Show Me the Money

Dear Jodee,

I’ve finished work for a client, submitted my invoice, and….nothing. I don’t want to appear too pushy, but I want to make sure that I get paid for my freelance work. How can I follow up without being aggressive?

Hurting for Coin

Dear Hurting,

I appreciate where you are coming from here. On one hand, you don’t want to alienate the client by jumping on him or her five minutes after you submit the work, but you also want to be paid for what you have done in a timely manner.

The first thing you need to do is figure out if the client is really late with his or her payment or not. Invoicing, payment methods and terms are things that should have come up before you started doing the work. Pull out your contract with the client and check your notes and e-mails to refresh your memory if you aren’t clear about when you can expect payment.

If the payment really is late, then you need to get in touch with your client. It’s possible that your invoice got overlooked or the payment has gotten lost in the mail (it happens).

Since you don’t know at this point what the issue is or if you are going to have a problem collecting what is owed to you, start by getting in touch with the client. Explain that you submitted your work and invoice on [X] date but that you haven’t received payment yet. Ask if the client needs anything else.

I know that Paypal has a reminder feature but I’ve never used it for clients who like to pay using that method. I’d rather talk to someone directly than send an electronic message.

Most of the time you will get a response to your first inquiry. You will be paid or find out that payment has been issued or will be by [X] date. If it turns out that the client does need something else, you can deal with it (and present an updated invoice for the extra time you have spent on the job).

If you don’t get a response to your follow-up, it’s time to reach out more directly. Pick up the phone and ask the client about whether there is anything else they need and remind them about your unpaid invoice.
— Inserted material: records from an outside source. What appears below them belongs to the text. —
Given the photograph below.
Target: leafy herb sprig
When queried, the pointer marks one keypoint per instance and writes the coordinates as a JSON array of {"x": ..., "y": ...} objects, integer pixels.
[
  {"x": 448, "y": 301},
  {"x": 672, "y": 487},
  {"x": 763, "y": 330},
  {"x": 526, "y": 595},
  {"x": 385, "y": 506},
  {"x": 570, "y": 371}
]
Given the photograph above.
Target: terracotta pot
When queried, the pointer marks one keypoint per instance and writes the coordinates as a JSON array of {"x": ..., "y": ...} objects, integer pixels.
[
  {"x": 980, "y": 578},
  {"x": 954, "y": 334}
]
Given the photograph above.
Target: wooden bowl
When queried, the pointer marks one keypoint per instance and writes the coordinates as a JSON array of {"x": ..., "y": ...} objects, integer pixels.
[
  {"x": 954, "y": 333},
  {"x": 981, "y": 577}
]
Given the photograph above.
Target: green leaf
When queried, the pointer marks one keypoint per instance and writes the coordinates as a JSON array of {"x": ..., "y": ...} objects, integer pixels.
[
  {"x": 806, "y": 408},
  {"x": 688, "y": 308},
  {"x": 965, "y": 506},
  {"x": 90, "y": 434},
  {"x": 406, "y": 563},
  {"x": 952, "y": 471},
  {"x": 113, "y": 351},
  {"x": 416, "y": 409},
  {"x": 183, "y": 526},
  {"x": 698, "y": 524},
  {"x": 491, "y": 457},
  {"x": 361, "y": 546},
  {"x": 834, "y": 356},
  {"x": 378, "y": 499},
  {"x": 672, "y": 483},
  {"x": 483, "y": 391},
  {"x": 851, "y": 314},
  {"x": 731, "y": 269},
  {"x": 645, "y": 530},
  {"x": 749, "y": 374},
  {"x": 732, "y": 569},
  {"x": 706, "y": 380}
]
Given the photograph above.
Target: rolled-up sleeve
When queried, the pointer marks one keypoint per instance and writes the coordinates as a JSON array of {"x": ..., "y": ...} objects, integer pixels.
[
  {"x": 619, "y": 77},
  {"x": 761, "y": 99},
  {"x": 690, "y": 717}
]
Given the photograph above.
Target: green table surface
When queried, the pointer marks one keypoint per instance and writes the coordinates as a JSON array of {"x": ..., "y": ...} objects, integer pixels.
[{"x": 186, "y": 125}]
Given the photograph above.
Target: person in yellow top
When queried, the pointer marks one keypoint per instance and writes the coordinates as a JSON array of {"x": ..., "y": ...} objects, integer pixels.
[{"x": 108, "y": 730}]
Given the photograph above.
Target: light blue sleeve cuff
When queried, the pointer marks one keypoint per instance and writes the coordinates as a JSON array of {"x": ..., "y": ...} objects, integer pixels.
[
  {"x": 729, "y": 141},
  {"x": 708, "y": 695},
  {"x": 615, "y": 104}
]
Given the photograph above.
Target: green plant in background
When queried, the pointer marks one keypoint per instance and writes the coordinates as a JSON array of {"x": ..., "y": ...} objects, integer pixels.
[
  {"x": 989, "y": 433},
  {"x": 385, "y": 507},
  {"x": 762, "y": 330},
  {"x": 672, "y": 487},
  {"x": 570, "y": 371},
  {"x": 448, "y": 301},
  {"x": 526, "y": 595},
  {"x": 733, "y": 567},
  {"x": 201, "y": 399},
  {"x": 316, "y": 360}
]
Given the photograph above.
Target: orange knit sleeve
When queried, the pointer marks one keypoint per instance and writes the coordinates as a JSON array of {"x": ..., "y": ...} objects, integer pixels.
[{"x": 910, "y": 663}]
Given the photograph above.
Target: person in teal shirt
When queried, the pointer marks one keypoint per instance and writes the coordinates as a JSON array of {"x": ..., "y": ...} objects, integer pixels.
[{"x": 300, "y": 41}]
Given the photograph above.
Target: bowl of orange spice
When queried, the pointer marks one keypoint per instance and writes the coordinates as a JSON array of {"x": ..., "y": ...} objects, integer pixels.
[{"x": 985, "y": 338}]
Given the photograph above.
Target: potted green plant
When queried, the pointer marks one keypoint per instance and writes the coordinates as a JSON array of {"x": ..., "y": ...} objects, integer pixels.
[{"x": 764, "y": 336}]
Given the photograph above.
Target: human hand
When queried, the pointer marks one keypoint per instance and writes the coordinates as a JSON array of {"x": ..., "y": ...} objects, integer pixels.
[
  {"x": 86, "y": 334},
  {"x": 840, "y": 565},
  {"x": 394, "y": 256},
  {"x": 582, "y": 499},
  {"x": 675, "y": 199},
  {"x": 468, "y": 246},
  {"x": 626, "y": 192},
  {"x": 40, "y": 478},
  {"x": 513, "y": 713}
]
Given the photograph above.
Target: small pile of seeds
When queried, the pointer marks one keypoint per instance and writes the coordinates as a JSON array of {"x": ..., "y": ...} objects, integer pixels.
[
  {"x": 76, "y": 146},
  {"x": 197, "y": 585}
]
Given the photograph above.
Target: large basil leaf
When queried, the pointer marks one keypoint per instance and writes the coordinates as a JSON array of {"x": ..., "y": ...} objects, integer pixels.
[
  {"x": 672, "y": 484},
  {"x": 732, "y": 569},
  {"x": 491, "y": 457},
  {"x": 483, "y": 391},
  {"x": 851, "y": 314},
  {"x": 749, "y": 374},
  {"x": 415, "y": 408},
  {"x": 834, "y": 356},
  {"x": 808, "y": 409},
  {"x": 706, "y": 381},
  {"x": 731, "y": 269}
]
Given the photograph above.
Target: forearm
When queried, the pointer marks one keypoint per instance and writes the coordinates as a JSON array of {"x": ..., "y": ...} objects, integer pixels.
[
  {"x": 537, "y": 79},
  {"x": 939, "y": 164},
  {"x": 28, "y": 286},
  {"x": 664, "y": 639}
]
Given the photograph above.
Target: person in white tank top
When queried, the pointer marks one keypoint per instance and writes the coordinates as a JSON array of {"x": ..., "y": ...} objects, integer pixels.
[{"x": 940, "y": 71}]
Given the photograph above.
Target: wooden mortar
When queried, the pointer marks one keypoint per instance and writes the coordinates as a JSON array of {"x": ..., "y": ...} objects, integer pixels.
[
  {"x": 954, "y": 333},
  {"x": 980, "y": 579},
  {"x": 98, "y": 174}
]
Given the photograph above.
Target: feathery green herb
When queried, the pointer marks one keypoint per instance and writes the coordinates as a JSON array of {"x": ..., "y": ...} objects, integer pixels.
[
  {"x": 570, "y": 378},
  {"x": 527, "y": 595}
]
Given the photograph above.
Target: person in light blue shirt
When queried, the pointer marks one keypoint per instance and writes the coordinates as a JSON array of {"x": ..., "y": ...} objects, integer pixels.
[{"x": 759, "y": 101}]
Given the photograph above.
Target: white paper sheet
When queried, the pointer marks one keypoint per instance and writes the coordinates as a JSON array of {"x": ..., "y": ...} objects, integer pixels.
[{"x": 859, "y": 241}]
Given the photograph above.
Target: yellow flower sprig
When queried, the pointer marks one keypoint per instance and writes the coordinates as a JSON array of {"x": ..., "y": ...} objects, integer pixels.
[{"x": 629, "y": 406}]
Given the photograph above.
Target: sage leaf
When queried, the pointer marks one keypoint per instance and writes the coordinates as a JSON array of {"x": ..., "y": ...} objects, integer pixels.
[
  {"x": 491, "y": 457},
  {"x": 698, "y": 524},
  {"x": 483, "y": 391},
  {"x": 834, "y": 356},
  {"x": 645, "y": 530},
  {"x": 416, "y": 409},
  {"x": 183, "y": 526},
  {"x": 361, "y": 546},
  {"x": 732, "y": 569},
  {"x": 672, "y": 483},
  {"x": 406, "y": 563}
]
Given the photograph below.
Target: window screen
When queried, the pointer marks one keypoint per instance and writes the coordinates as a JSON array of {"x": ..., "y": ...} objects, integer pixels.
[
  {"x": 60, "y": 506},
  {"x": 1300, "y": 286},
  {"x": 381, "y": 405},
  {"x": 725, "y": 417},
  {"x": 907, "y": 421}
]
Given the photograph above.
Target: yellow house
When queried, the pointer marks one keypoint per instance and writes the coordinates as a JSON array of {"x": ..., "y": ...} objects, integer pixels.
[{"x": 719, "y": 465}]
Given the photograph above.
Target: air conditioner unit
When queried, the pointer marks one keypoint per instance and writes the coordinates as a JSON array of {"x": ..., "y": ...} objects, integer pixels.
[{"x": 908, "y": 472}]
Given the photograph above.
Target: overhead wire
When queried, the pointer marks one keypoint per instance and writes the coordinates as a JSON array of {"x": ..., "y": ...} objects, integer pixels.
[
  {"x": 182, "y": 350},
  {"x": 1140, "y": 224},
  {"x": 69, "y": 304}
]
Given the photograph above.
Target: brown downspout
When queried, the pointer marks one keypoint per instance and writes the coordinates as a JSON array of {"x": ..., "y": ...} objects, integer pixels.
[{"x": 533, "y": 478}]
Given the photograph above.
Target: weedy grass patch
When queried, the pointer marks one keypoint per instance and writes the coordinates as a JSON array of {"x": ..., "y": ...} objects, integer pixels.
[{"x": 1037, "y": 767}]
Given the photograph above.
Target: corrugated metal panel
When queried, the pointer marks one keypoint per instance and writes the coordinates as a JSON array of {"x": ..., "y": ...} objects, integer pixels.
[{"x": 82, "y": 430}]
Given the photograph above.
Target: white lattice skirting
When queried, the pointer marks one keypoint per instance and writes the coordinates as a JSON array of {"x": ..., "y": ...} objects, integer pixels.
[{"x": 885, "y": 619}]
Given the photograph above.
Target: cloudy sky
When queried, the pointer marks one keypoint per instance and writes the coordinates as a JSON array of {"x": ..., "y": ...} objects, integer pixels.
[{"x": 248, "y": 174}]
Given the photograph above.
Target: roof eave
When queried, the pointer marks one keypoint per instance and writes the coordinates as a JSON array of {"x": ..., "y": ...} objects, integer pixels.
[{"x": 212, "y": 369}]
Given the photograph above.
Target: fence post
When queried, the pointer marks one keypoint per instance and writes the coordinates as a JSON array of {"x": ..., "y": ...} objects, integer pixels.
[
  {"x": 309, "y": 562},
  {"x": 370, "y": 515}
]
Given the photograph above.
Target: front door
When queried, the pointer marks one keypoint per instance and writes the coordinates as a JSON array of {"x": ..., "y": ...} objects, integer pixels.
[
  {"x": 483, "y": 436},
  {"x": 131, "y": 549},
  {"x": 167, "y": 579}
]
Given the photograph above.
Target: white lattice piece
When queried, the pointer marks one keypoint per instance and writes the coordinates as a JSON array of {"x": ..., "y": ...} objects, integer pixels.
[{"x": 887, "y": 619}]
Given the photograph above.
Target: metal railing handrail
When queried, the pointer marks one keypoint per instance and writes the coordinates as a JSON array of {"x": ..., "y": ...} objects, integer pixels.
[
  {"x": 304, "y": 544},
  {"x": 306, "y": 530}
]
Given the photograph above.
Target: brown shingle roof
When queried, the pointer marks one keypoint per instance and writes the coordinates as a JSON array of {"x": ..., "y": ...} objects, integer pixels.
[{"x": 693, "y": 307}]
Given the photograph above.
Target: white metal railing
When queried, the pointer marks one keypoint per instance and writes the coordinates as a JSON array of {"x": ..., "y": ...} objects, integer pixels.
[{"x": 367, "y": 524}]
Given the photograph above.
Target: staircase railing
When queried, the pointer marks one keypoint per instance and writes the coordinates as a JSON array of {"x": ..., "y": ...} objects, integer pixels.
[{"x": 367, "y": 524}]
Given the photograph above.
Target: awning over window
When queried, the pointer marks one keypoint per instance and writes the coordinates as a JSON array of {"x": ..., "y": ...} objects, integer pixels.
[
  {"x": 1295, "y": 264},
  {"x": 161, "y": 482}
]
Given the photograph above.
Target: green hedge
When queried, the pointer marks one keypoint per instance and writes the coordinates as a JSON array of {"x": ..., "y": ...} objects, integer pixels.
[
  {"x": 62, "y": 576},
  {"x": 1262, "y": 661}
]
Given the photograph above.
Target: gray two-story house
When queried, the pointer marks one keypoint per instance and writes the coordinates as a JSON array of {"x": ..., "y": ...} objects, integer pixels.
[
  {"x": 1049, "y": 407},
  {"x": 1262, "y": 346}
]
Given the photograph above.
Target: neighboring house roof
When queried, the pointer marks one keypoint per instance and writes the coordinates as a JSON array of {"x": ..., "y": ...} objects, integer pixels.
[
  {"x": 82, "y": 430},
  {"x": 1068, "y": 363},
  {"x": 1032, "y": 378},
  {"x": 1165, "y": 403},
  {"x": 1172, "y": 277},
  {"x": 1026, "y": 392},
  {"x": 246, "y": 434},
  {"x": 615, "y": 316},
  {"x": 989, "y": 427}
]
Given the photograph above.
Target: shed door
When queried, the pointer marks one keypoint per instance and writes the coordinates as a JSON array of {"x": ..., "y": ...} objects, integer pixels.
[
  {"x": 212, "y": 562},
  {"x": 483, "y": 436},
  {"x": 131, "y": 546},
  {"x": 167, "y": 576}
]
You aren’t asking the client for anything you haven’t earned or that you aren’t entitled to when you are following up about a late invoice, so don’t hesitate to conduct a polite follow-up when you haven’t been paid in the time frame you and the client have agreed on.


2 responses
  1. Priya Avatar

    Whether it’s reminding someone of a query or a bill I sent, I have a one week limit for sending a reminder. If I haven’t heard from them, I just send a nice reminder asking if they received my previous mail about XYZ. Sometimes, esp with email, things go directly to spam folders. I’ve had one guy ignore my invoices, or telling me he didn’t receive them but he’s been the only one so far. Most others have been apologetic, and get to it immediately after my reminder.

  2. Sofia [Freelance Writing Tools] Avatar

    Getting trapped has become a common phenomenon. I was cheated by a company that ordered 40 web hosting articles from me and disappeared.